I am not actually, if I add something to dataset, trying to train it on the pixel details of a 4k image. I am at best training it on details of a 1k image, and even then we have upscalers which correspond to line quality for reconstruction. The goal of adding a human made image to dataset is usually to imbue some property of the composition or style or anatomy. We're actually beyond the point already where average human made pixel detail is inferior to the best AI outputs, which is why things like cyborg datasets exist (synthetic set is basically a myth unicorn that nobody really currently believes in, but cyborg is somewhere between 5-25% synthetic) if the style which is intended isn't something you can find professional grade sources for.

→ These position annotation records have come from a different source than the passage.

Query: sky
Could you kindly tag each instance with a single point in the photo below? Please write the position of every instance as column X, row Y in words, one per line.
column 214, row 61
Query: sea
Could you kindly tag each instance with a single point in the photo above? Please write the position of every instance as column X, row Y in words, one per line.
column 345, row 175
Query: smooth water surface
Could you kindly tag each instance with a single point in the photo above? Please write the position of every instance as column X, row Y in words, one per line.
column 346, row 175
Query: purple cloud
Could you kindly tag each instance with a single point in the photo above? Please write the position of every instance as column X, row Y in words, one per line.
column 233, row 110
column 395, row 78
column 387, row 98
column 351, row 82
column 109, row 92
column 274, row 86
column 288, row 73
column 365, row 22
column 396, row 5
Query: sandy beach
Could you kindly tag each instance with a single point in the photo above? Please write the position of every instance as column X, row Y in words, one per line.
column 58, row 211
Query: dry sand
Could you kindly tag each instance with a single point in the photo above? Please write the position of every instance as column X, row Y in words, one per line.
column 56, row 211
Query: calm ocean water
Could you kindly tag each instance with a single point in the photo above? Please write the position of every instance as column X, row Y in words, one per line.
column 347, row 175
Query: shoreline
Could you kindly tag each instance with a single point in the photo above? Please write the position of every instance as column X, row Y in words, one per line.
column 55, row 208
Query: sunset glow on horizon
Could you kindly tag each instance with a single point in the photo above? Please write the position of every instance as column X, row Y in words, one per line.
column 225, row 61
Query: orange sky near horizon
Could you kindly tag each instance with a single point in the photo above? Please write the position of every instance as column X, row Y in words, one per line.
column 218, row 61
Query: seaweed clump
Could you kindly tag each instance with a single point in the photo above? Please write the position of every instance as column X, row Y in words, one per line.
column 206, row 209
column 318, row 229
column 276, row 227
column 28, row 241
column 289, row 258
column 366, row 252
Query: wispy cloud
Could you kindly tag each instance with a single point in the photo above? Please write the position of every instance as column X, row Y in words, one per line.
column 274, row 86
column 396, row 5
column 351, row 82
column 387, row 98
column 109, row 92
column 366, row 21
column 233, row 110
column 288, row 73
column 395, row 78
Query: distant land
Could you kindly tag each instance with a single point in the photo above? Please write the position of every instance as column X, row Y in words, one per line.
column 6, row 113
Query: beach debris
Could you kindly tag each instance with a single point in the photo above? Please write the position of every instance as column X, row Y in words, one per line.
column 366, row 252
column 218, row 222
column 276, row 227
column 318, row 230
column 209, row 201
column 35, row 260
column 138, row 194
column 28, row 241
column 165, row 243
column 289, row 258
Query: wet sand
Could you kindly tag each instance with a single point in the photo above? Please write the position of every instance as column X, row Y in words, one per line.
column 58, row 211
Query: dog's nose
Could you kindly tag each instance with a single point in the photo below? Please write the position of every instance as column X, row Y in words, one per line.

You may ask, well, what am I supposed to do? Just fucking slap a watermark across the character. You can still recreate it, kind of, but the reconstruction there is far more destructive and more importantly time consuming. This stupid 'filter' shit is astrology for people afraid of ML. If you really want, I can make a set, put that entire set through this filter, and with an automatic pipeline show you that even a full set of this demon-salting has absolutely minimal impact. We have had the technology to actually stop your images from being used for ML for a long time - just put a watermark over it. As much as it'd limit my ability to construct a set for if I ever did want to do a twitterbound art style model for some reason, I'd rather my time be more difficult than have my intelligence insulted by this collective delusion.
I hope this was informative and helpful.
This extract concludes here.